Hacker News new | comments | show | ask | jobs | submit login
Show HN: Plait.py – a fake data modeler (github.com)
85 points by logv 6 months ago | hide | past | web | favorite | 19 comments

I've found the faker library [1] useful.

The fake data that I've bothered to model are weighted age ranges. Fortunately, as of Python3.6, you can access it from random.choices [2] in the stdlib

[1] https://github.com/joke2k/faker

[2] https://docs.python.org/3/library/random.html#random.choices

example: https://gist.github.com/Dowwie/8409d871ddae913e44c61bc4d47ce...

part of what prompted the work on plait.py was that joke2k/faker was reasonably slow to generate 10K fake names for me: https://paste.ubuntu.com/26354987/

PS. that's a really cool python tip!

Well done, then! :) Is plait a drop-in replacement for faker?

it's a drop in replacement for stympy/faker, but not joke2k faker

joke2k/faker is python and the data is stored in code (all or most of the random values are in .py files around the codebase), perhaps leading to its slowness.

stympy/faker is ruby and its random values are in yaml files, with some fields defined as ruby functions (those are not supported by plait.py).

can use 'plait -l' and 'plait -ll name' and 'plait -ll name.name' (more info in the README) to get a list of fake fields available.

if/when you tire with the latest performance improvement, consider porting to Rust and adapting it to python via cffi

Another great approach to generating notional data is using the Haskell QuickCheck library and specifically the Arbitrary type class. Super simple and extremely flexible/composable.

Probably also available in other languages.

The ones I used and can recommend:

“hypothesis” package in Python (+pytest plugin)

“rapidcheck” in C++

“quickcheck” in Rust

good list for generating model data / fake data

testcheck is a JavaScript equivalent.

Interesting, though I must ask: Why YML instead of a DSL?

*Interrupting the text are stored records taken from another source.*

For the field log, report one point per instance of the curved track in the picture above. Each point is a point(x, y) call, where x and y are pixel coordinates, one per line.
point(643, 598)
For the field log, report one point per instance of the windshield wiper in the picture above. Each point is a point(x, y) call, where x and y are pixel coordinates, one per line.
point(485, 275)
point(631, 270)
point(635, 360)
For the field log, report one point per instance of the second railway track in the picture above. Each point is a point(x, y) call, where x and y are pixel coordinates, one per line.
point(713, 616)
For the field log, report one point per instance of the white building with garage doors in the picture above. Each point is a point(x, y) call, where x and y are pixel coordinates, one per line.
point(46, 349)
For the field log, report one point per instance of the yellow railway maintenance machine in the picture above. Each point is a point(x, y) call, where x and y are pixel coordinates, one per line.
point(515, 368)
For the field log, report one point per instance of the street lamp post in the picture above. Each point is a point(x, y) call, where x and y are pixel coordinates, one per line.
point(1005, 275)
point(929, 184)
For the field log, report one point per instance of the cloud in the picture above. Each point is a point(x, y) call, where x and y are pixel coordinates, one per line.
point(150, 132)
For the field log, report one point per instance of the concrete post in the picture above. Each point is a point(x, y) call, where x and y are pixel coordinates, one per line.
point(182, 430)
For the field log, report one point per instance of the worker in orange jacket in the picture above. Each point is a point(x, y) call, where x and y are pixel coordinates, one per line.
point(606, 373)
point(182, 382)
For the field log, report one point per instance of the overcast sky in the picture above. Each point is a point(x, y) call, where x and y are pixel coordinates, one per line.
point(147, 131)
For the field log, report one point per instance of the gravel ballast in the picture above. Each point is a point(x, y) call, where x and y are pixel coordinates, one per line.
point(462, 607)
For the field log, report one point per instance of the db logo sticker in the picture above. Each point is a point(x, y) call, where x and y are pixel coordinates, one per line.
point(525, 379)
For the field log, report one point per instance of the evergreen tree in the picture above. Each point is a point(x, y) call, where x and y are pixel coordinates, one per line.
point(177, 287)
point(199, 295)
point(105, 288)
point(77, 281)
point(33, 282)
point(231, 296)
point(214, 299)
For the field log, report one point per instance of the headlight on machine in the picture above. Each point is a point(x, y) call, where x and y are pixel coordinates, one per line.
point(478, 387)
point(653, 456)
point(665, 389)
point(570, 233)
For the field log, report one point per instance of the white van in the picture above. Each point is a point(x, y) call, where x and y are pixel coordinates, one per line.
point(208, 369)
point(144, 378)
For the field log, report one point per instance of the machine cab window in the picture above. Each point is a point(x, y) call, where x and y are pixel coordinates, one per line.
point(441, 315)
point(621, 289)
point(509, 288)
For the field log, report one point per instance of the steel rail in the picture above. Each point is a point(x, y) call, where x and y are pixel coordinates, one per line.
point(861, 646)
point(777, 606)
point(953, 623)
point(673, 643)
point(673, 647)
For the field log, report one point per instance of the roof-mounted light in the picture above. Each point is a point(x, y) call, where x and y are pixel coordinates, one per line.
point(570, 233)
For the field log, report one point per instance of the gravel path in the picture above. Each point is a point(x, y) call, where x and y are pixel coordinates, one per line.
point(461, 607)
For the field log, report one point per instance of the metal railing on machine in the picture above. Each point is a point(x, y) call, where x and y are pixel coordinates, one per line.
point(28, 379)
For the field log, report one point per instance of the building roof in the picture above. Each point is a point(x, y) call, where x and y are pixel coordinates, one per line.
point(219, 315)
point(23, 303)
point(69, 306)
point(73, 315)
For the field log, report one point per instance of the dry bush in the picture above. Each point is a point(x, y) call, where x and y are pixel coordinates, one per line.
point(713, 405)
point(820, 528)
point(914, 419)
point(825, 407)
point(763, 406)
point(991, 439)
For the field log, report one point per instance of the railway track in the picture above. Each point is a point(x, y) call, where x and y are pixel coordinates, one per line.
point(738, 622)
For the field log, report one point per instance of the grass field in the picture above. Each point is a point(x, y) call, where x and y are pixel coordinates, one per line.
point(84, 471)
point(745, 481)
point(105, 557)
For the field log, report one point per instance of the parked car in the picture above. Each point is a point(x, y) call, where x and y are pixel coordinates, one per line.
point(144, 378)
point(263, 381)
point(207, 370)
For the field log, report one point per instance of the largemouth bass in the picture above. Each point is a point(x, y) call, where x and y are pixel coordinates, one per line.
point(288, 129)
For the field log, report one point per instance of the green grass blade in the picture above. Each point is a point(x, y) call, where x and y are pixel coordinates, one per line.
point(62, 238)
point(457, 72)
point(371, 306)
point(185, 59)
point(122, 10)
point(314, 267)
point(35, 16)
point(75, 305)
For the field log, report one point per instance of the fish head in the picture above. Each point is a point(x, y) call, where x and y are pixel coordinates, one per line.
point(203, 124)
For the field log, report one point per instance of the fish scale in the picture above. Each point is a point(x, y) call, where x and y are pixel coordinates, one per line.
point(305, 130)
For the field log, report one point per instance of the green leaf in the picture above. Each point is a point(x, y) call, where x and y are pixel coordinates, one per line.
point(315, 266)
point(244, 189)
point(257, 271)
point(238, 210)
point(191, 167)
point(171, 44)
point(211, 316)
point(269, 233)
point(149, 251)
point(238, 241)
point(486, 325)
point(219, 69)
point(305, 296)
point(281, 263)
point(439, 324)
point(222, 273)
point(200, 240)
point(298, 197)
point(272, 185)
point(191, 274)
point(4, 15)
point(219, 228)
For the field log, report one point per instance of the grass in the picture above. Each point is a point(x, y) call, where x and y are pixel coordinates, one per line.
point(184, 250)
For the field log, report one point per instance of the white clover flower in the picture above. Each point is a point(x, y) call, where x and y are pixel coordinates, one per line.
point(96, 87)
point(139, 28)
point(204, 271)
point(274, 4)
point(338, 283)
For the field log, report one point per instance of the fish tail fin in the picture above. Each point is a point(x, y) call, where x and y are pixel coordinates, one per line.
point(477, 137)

Granted, I come from Ruby, and writing DSLs is pretty typical. Maybe not so popular in Python.

I am asking this because I become suspicious of config languages that read like code. Is not a bonafide programming language the better choice in this scenario? i.e. all overly-configurable formats (e.g. Terraform .tf files, JSON schemas...) converge on just being a new scripting language?

good point! i'm not against a DSL. as I was working on plait.py, one thought going through my head was: "am i re-writing haskell or lisp but worse"? my experience with python and DSL is that I need to use YACC / PLY to create a grammar and so on. maybe a lot of work. i take it that its easier in ruby?

yaml was a format I chose because it is easy to write (close to human), but can not express full programming concepts (but yes to some metaprogramming). i did not want the templates to be full powered as they are meant to be able to express relationships between variables, but not much more (especially not side effects). they also support lazy evaluation - statements do not need to be in order. this is closer to a "mathematical language" for me.

the choice for yaml was also based on the premise that if performance becomes an issue, can hopefully move to another language but retain templates (will have to re-implement python's "random" compat, though)

Cool, is there a way to use it to dynamically generate data (for streaming)? Would be nice to be able to just call something like .next() and get another record so a simulator can run for an indefinite period of time.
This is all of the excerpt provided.